Ce vendeur de roses immigré, sans doute clandestin, la quarantaine bien passée,
le visage durci par une vie aliénante et difficile, à deux doigts
d'imploser comme ce personnage de Milk
(1984) ? Le jeune homme se tenant à la grille les yeux au sol, sur le
point, qui sait, de vomir ? La petite blonde au sourire figé, glaciale, à la
porte d’entrée ? Le jeune asiatique en train d’engloutir rageusement sa
part de pizza ? Le petit bonhomme “de couleur”, comme on dit, crispé dans
son accoutrement, inhibé, visiblement mal dans ses baskets ? Voyez comme dans
cette assemblée nul ne se regarde franchement, combien chacun paraît seul. Mais, pourquoi des nuits entières de prises de vue et un minutieux travail
de montage pour une image au fond si...parfaitement ordinaire ? Sinon dans l’intention,
du reste fort cohérente, d’appréhender séparément chaque figure comme
un fragment autonome, un tableau en soi –fenêtre
ouverte sur le monde, certes, mais monde clos sur lui-même, sans contact
viable avec les semblables à promiscuité desquels il se trouve –désolidarisé. Comme chez Musil, dans L'Homme sans qualités, paradoxalement «unis et séparés».
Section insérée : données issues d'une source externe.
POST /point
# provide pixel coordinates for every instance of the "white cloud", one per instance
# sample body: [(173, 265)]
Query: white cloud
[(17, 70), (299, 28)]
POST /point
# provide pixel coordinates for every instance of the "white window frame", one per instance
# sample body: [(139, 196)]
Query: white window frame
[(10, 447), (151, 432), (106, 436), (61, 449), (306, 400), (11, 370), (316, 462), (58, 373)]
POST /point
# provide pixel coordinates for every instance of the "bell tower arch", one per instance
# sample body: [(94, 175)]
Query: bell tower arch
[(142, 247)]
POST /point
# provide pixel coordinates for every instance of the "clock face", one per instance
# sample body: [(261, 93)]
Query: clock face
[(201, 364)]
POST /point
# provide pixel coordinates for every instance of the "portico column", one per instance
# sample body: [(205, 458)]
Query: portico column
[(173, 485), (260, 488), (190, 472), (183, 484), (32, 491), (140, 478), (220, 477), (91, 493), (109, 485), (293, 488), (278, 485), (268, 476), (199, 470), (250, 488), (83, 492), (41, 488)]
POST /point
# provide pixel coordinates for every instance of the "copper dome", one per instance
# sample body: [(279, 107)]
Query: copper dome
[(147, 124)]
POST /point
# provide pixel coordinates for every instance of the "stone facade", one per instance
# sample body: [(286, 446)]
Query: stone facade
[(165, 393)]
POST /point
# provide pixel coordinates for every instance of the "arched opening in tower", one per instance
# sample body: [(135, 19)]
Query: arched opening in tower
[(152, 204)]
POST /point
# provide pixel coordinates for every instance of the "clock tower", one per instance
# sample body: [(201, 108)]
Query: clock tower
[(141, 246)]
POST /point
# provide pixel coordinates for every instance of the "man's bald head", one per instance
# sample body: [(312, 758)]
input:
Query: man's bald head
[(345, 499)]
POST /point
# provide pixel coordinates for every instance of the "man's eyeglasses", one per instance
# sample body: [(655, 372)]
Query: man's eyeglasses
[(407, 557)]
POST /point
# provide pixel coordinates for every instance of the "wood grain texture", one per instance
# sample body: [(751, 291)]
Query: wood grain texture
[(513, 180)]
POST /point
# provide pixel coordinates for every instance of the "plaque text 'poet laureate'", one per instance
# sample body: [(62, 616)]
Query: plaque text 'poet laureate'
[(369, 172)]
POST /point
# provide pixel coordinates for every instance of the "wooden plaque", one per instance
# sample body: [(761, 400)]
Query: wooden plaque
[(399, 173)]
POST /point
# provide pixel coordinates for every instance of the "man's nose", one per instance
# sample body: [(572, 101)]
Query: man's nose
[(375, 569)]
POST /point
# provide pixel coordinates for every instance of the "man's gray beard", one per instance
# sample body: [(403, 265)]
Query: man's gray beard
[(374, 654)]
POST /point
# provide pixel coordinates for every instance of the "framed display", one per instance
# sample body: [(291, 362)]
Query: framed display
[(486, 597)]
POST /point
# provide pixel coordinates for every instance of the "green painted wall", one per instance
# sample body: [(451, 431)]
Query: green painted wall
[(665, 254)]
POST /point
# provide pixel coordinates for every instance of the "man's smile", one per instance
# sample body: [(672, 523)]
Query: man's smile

Si Jeff Wall a choisi de mettre en lumière une
telle scène, d’en monumentaliser l’image
–à l’inverse de ces deux caméras situées en hauteur sur la gauche qui ne
cessent de filmer, d’enregistrer, sans jamais rien retenir ni montrer– c’est peut-être bien
pour nous amener à « comprendre le caractère de la beauté présente[13] »,
sentir ce qu’il y a de profond dans la vacuité –ce temps perdu– de notre vie moderne et d’intense dans ce vide qui souvent
l’anime, dans ces distances aussi, parfois infranchissables, entre les êtres. Savoir saisir ces lacunes, ce
néant, l’exprimer, lui donner corps…et âme. Comme dans cette allégorie contemporaine
d’une jeunesse désenchantée à la recherche de paradis artificiels et d'illusions perdues. Tragique, classique, mélancolique
spectacle du samedi soir.
Jérémie Bennequin
[1] Jeff Wall, « At home and elsewhere, dialogue à Bruxelles entre Jeff Wall et Jean-François Chevrier », 1998, Essais et entretiens, 1984-2001, Paris, école nationale supérieure des beaux-arts, 2004, p. 255.
[2] Charles Baudelaire, « Le Peintre de la vie moderne », 1863, Ecrits sur l’art, Paris, Librairie générale française, 1999, p. 522.
[3] Ibid. p. 517
[4] Ibid.
[5] Ibid.
[6] Jeff Wall, « Typologie, luminescence, liberté », 1988, op. cit., p. 64.
[7] Charles Baudelaire, op. cit., p. 517.
[8] Ibid.
[9] Ibid. p. 506.
[10] Ibid. p. 518.
[11] Paul-Louis Roubert, L’Image sans qualités, Les Beaux arts et la critique à l’épreuve de la photographie, 1839-1859, Paris, Monum/Editions du patrimoine, 2006, p. 117.
[12] Cf. : Peter Galassi, « Unorthodox », Jeff Wall, New York, The Museum of Modern Art, 2007.
[13] Charles Baudelaire, op. cit., p. 518.